Robert Mugabe ist tot. Der Ex-Diktator Simbabwes starb im Alter von 95 Jahren in Singapur. Mugabe regierte das Land von 1987 bis 2017 mit eiserner Hand.
Cristina Karrer hat die Entwicklung von Mugabe in seiner Amtszeit bei zahlreichen Besuchen in Simbabwe mitverfolgt. Nun blickt die SRF-Afrikakorrespondentin auf die Zeit zurück.
«Ich habe ihn nie persönlich kennengelernt, doch sein Foto hing bis zum Herbst 2017 überall – am Flughafen, in jedem Büro, an jedem Grenzübergang. So wie es in Afrika Sitte ist. Mugabes Name wurde mit einer Mischung aus Angst und Verehrung genannt, meist im Flüsterton. Man wusste nie, ob einer seiner Schergen zuhört.

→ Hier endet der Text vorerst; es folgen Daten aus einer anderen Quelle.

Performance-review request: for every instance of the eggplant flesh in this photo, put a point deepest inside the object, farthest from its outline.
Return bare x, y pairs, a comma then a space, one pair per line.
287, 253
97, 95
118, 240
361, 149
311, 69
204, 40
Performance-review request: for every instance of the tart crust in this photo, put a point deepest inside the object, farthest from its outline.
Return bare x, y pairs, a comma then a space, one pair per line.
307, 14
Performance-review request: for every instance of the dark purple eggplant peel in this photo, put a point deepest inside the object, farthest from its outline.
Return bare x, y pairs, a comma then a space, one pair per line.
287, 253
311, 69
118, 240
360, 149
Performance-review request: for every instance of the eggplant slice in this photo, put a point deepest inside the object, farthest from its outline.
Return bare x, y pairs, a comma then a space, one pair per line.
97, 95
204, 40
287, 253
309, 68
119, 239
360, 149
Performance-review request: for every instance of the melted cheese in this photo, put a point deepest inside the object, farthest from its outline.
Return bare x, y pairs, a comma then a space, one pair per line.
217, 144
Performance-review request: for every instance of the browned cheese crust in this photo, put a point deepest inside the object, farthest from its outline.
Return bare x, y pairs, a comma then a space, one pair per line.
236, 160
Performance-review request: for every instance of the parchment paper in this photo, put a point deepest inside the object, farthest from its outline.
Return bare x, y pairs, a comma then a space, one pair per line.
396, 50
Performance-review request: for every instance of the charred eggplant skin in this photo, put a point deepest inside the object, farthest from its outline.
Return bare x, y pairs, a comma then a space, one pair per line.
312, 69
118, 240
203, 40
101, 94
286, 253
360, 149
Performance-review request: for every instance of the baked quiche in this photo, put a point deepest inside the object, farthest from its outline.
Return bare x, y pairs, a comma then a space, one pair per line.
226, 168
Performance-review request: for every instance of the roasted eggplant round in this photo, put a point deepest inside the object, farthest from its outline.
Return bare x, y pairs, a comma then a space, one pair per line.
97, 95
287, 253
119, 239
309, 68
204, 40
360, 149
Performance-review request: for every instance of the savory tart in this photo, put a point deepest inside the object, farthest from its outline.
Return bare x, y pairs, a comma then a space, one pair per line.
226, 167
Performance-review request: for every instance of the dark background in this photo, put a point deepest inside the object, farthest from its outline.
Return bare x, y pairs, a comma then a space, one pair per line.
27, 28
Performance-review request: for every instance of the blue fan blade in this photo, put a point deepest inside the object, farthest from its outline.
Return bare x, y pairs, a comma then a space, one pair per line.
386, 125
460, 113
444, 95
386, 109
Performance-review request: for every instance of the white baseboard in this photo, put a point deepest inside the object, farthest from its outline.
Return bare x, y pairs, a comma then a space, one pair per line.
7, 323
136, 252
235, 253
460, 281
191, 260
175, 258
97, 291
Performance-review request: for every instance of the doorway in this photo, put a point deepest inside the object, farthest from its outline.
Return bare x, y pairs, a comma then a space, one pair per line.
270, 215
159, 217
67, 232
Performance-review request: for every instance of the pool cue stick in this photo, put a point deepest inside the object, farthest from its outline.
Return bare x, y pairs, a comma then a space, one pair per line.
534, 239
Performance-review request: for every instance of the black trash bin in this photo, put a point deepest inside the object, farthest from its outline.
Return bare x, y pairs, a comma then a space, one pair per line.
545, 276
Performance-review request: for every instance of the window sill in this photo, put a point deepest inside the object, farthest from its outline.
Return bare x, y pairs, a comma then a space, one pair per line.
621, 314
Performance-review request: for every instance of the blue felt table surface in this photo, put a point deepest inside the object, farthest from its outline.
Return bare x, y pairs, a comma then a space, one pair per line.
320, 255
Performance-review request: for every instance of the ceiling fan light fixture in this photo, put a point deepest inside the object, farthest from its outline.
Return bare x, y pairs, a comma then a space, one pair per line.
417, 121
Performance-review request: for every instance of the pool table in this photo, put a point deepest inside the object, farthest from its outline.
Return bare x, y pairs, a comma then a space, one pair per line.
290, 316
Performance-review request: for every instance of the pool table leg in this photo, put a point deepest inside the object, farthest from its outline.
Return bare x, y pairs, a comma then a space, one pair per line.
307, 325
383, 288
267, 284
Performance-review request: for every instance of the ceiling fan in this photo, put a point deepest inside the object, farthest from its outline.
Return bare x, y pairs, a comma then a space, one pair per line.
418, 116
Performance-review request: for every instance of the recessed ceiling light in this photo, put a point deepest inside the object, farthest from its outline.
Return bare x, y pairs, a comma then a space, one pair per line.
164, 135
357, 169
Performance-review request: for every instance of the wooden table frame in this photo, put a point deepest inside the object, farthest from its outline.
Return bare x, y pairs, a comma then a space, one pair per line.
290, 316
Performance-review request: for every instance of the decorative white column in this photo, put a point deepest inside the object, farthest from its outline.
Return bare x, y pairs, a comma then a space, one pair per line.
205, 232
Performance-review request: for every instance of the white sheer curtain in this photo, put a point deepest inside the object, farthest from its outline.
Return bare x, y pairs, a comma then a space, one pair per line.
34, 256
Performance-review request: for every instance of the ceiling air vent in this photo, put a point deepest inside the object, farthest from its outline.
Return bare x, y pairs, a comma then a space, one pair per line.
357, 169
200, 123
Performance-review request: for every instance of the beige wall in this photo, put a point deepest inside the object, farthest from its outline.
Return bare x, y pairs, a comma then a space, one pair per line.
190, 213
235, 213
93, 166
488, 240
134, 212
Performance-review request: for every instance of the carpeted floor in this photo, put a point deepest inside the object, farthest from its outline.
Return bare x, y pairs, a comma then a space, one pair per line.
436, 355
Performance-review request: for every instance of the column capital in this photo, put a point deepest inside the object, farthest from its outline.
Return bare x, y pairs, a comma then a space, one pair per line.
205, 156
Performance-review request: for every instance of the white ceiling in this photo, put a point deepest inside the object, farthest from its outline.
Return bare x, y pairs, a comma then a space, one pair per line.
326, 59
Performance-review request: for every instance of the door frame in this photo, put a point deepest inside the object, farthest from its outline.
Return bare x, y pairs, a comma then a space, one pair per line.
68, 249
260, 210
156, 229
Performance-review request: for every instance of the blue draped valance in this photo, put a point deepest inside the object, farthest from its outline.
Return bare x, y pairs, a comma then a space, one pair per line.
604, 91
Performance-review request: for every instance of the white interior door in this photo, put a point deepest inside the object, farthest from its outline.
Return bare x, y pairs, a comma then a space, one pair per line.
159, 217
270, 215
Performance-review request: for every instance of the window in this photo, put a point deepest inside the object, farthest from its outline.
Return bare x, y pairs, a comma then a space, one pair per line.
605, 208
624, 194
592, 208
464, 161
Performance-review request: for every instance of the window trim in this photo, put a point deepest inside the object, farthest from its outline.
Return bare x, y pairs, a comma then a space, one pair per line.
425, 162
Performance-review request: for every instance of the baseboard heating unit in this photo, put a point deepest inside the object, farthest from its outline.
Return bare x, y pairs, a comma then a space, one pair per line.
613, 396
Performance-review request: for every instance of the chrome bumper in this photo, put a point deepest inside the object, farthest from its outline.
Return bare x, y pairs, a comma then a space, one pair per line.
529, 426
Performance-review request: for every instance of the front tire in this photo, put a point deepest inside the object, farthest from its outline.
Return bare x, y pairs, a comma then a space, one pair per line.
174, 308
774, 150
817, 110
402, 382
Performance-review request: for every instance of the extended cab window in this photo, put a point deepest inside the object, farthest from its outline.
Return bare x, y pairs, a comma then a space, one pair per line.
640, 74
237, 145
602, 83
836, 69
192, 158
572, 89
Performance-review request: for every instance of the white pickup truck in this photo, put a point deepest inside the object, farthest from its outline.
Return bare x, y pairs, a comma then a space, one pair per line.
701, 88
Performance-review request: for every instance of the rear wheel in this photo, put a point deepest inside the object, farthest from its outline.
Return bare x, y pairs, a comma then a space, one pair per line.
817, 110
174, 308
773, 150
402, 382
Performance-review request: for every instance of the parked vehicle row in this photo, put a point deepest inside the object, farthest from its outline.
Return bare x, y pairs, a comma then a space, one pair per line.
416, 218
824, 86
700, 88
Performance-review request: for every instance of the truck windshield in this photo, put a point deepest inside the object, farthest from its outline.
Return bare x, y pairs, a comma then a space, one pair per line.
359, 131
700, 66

Zudem galt Mugabe in den Augen vieler Simbabwer als unsterblich. Er habe starke Mutis – afrikanische Heilmittel – und werde ständig von einer Schar afrikanischer Zauberer und Heiler begleitet, die dafür sorgten, dass ihm nichts geschehe. Davon waren etliche überzeugt.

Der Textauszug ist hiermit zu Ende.